Quem faz o que gostanão precisa ter que trabalhar

 
No lugar da milenar contradição trabalho x lazer, o sociólogo italiano Domenico De Masi propõe o conceito de ócio criativo: “aquele que junta trabalho, lazer e estudo na mesma atividade”. Mais do que isso, diz aos quatro ventos, como fez recentemente em entrevista para  revista Veja, que é, justamente, no Brasil que o seu conceito tem mais futuro:

“…considero o Brasil como o país que corresponde melhor a minhas idéias. Quando o povo organiza os desfiles de Carnaval, está praticando ócio criativo. O Carnaval do Rio é a expressão mais completa do ócio criativo. Gera riqueza, divertimento e conhecimento. E é popular, extremamente popular.”

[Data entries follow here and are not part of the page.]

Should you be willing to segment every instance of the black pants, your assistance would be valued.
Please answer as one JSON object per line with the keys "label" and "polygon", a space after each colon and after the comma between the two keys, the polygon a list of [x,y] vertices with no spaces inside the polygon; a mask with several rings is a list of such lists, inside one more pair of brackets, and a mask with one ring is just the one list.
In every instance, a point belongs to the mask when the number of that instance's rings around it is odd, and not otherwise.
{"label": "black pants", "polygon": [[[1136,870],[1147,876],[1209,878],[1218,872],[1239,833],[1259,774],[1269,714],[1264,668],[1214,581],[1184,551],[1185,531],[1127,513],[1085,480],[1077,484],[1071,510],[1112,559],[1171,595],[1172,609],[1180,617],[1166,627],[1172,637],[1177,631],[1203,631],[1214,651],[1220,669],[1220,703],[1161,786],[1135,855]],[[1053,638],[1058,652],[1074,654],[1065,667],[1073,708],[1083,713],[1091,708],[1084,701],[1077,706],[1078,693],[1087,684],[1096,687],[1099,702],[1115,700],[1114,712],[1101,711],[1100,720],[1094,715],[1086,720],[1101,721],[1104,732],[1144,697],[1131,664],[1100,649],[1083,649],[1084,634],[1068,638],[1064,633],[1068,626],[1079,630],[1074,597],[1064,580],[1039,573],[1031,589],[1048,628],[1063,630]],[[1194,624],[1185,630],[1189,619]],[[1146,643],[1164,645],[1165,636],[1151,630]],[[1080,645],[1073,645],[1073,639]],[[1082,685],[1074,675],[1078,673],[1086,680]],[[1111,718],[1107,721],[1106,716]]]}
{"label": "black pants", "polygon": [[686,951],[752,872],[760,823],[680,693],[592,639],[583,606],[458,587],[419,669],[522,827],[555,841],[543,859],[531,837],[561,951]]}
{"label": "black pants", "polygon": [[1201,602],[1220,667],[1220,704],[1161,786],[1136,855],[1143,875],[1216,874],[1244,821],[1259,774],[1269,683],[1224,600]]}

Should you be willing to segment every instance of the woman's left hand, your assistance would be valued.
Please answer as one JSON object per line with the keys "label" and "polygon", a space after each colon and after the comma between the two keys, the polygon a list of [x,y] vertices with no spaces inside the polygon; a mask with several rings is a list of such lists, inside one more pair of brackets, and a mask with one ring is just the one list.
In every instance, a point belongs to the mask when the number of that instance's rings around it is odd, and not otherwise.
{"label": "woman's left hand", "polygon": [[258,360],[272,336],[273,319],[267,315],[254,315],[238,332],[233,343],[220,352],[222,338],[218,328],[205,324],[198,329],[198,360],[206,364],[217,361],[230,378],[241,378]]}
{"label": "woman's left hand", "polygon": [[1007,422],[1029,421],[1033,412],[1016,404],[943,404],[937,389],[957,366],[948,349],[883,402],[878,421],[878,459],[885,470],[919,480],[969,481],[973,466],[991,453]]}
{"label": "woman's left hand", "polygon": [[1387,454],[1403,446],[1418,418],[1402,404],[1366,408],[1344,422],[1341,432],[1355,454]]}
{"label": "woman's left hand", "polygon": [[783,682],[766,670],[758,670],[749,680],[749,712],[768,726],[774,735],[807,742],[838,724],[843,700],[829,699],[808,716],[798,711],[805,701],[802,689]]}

Domenico De Masi, Veja, 27.03.2002

Essa afirmação é ainda mais curiosa quando sabemos (como foi salientado no Gestão Hoje 377) que, desde a colonização, o trabalho foi considerado uma coisa aviltante, indigno de quem era “filho de algo”. Clóvis Cavalcanti, economista da Fundação Joaquim Nabuco, Recife, acrescenta uma importante informação à discussão do assunto:

“Os índios brasileiros não têm uma palavra para trabalho. Não existe para eles a dicotomia trabalho-lazer. É tudo uma mesma coisa, ou seja, viver a vida.”

Clóvis Cavalcanti

Será que, por obra e graça de nossa peculiar formação histórica, a mistura produzida pelo nativo que desconhecia a diferença entre trabalho e lazer, pelo colonizador aventureiro e avesso ao trabalho sistemático, e pelo escravo importado que, mesmo diante das condições mais adversas, manteve seu espírito lúdico ancestral, terminou por produzir um povo singularmente preparado para a sociedade pós-industrial?
Esse, sem dúvida, é um assunto dos mais interessantes e digno da atenção de pensadores do quilate de Gilberto Freyre e Darcy Ribeiro. O futuro dirá se a intuição de Domenico De Masi tem ou não sentido.
O interessante de discutir no presente é essa questão da dicotomia trabalho x lazer, ou melhor, da tríplice articulação trabalho-lazer-estudo como quer De Masi. A questão trata, essencialmente, da não oposição entre esses “estados”, como na concepção de mundo do índio brasileiro.
Em recente workshop sobre administração do tempo e qualidade de vida, uma participante, gaúcha, concordando com o raciocínio de que administra melhor o tempo e sua própria vida quem trabalha com o que gosta, citou uma frase dita a ela por seu próprio pai, em forma de conselho:

“Procura fazer o que gosta. Assim, tu não vais mais precisar trabalhar.”

Sílvio Schuler

Claro que dizer isto é bem mais fácil do que praticar. Todavia, uma coisa é certa: se a pessoa está fazendo um trabalho de que não gosta ou que considera um suplício, não há ninguém que possa tirá-lo dessa situação senão ela própria.
Para administrar o tempo, por exemplo (o recurso mais escasso de que dispomos), não há melhor maneira do que fazer um trabalho de que se gosta, que é uma coisa lúdica e, não, um estorvo. Todos nós já tivemos essa experiência relativista com o tempo: uma hora passada fazendo uma atividade chata é bem mais longa do que uma hora fazendo uma atividade que dá prazer.
Donde se conclui que lutar para trabalhar com algo que seja prazeroso é, não só uma necessidade prática como uma obrigação que cada um tem consigo próprio. A observação da vida real tem demonstrado que quem estabelece isso como meta consegue, ainda que demore algum tempo.